I sat down and looked at my companion in a frame of mind not easily described. There was an intellectual grandeur in her look and mien that was impressive. Truth sat, like a coronet, upon her brow. The revelation I had so longed for, I now almost regretted. It separated me so far from these beautiful, companionable beings.

"Science has instructed you how to supercede Nature," I said, finally.

"By no means. It has only taught us how to make her obey us. We cannot create Life. We cannot develop it. But we can control Nature's processes of development as we will. Can you deprecate such a power? Would not your own land be happier without idiots, without lunatics, without deformity and disease?"

"You will give me little hope of any radical change in my own lifetime when I inform you that deformity, if extraordinary, becomes a source of revenue to its possessor."

"All reforms are of slow growth," she said. "The moral life is the highest development of Nature. It is evolved by the same slow processes, and like the lower life, its succeeding forms are always higher ones. Its ultimate perfection will be mind, where all happiness shall dwell, where pleasure shall find fruition, and desire its ecstasy.

"It is the duty of every generation to prepare the way for a higher development of the next, as we see demonstrated by Nature in the fossilized remains of long extinct animal life, a preparatory condition for a higher form in the next evolution. If you do not enjoy the fruit of your labor in your own lifetime, the generation that follows you will be the happier for it. Be not so selfish as to think only of your own narrow span of life."

"By what means have you reached so grand a development?" I asked.

"By the careful study of, and adherence to, Nature's laws.
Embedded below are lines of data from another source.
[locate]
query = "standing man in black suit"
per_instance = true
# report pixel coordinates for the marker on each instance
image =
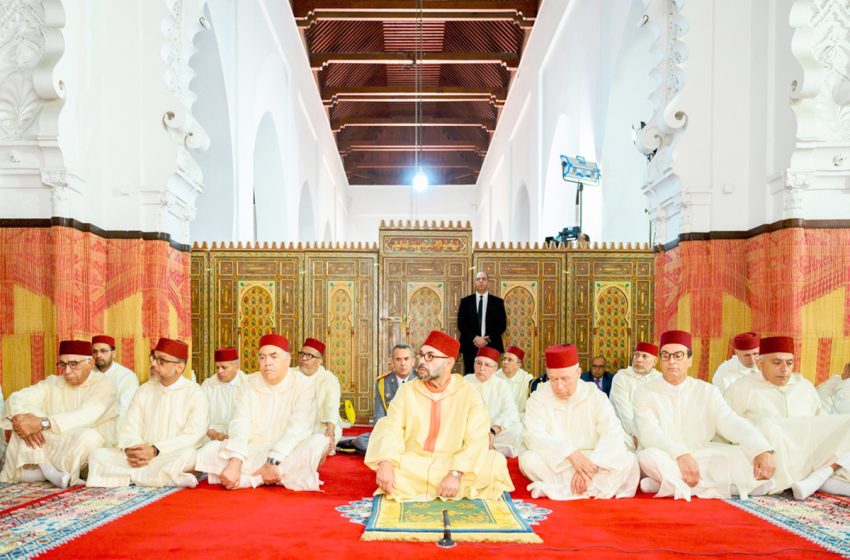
(481, 321)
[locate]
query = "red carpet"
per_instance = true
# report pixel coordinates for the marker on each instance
(274, 523)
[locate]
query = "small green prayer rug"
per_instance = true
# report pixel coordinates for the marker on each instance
(471, 521)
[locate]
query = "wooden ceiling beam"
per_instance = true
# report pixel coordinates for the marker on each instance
(320, 61)
(338, 124)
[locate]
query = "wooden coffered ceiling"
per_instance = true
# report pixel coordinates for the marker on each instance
(362, 54)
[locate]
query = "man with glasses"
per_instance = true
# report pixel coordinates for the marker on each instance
(678, 418)
(59, 421)
(812, 449)
(516, 378)
(575, 444)
(220, 390)
(481, 321)
(627, 380)
(328, 392)
(741, 364)
(272, 439)
(126, 381)
(599, 375)
(433, 442)
(505, 423)
(162, 430)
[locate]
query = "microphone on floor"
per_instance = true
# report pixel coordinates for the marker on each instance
(446, 541)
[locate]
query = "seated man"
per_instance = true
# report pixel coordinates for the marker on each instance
(386, 387)
(677, 417)
(812, 452)
(505, 424)
(433, 442)
(326, 386)
(220, 390)
(627, 381)
(741, 364)
(125, 380)
(516, 377)
(272, 439)
(59, 421)
(576, 446)
(831, 387)
(599, 375)
(162, 430)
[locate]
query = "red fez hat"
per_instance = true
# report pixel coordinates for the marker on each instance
(176, 348)
(443, 342)
(316, 344)
(559, 356)
(747, 341)
(78, 347)
(226, 355)
(676, 337)
(647, 347)
(773, 344)
(103, 339)
(488, 352)
(274, 339)
(516, 351)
It was long years—I should say centuries—before the influence of the coarser nature of men was eliminated from the present race.
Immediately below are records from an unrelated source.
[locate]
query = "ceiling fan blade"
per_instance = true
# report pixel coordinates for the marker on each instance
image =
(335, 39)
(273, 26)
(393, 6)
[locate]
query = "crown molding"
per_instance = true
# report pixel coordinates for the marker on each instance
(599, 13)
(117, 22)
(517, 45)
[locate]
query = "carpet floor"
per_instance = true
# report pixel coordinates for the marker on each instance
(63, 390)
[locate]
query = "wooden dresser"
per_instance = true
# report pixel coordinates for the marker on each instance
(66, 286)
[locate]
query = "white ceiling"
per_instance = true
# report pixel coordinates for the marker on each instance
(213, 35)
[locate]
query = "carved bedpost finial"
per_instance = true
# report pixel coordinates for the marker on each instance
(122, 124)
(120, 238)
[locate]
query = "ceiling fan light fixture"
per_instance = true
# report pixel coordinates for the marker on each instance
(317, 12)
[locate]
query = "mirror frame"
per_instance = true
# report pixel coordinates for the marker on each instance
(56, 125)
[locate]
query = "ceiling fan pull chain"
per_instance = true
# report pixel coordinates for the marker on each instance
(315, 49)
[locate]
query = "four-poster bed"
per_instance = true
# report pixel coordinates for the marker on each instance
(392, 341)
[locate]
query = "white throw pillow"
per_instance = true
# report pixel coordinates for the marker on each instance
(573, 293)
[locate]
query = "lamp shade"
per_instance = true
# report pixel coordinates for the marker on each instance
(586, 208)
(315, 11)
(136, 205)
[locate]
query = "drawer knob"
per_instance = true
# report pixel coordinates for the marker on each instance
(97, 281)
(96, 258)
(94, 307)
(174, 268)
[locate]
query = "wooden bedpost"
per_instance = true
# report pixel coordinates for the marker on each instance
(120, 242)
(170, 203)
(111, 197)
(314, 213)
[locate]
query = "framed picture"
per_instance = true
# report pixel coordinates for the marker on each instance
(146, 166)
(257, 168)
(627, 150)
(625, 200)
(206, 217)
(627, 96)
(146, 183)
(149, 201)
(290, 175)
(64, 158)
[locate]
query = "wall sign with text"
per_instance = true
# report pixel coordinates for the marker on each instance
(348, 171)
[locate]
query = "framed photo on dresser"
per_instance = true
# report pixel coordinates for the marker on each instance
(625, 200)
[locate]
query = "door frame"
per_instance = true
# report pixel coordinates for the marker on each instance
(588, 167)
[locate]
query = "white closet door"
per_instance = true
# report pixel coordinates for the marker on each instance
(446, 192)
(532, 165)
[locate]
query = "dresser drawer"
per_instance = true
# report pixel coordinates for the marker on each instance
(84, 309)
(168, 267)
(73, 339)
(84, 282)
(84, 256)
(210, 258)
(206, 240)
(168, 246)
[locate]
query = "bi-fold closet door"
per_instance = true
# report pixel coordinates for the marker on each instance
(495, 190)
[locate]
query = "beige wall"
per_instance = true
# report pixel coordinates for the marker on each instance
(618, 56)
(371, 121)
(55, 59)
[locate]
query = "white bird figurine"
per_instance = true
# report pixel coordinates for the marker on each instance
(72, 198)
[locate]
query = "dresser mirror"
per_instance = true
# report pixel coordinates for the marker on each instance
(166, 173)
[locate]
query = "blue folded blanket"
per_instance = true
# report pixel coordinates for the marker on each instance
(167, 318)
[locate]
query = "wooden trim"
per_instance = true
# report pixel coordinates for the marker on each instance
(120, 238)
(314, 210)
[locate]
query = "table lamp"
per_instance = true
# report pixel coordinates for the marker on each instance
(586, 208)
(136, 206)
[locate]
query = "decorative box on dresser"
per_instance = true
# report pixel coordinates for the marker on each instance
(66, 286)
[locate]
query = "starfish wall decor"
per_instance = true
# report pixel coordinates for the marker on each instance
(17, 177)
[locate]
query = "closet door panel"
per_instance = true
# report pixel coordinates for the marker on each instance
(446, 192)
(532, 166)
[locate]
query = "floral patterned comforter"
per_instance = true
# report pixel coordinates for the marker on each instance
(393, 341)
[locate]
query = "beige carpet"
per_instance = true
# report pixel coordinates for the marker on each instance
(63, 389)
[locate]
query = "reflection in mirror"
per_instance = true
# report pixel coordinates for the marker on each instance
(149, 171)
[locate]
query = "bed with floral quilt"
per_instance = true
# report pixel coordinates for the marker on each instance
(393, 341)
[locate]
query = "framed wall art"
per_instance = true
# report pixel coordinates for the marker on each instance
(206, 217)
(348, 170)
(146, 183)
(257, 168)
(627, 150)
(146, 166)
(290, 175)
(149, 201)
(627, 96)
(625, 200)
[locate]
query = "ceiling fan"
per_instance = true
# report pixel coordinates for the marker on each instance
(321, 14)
"We devote the most careful attention to the Mothers of our race. No retarding mental or moral influences are ever permitted to reach her. On the contrary, the most agreeable contacts with nature, all that can cheer and ennoble in art or music surround her. She is an object of interest and tenderness to all who meet her. Guarded from unwholesome agitation, furnished with nourishing and proper diet—both mental and physical—the child of a Mizora mother is always an improvement upon herself. With us, childhood has no sorrows. We believe, and the present condition of our race proves, that a being environed from its birth with none but elevating influences, will grow up amiable and intelligent though inheriting unfavorable tendencies.

"On this principle we have ennobled our race and discovered the means of prolonging life and youthful loveliness far beyond the limits known by our ancestors.
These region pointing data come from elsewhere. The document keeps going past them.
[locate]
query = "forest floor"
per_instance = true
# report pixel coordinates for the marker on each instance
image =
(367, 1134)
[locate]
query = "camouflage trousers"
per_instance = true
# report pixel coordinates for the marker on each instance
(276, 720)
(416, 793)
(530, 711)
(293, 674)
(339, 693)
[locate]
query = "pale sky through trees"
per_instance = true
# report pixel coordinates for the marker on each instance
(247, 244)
"Temptation and necessity will often degrade a nature naturally inclined and desirous to be noble. We early recognized this fact, and that a nature once debased by crime would transmit it to posterity. For this reason we never permitted a convict to have posterity."

"But how have you become so beautiful?" I asked. "For, in all my journeys, I have not met an uncomely face or form. On the contrary, all the Mizora women have perfect bodies and lovely features."

"We follow the gentle guidance of our mother, Nature. Good air and judicious exercise for generations and generations before us have helped. Our ancestors knew the influence of art, sculpture, painting and music, which they were trained to appreciate."

"But has not nature been a little generous to you?" I inquired.

"Not more so than she will be to any people who follow her laws. When you first came here you had an idea that you could improve nature by crowding your lungs and digestive organs into a smaller space than she, the maker of them, intended them to occupy.

"If you construct an engine, and then cram it into a box so narrow and tight that it cannot move, and then crowd on the motive power, what would you expect?

"Beautiful as you think my people, and as they really are, yet, by disregarding nature's laws, or trying to thwart her intentions, in a few generations to come, perhaps even in the next, we could have coarse features and complexions, stoop shoulders and deformity.

"It has required patience, observation and care on the part of our ancestors to secure to us the priceless heritage of health and perfect bodies. Your people can acquire them by the same means."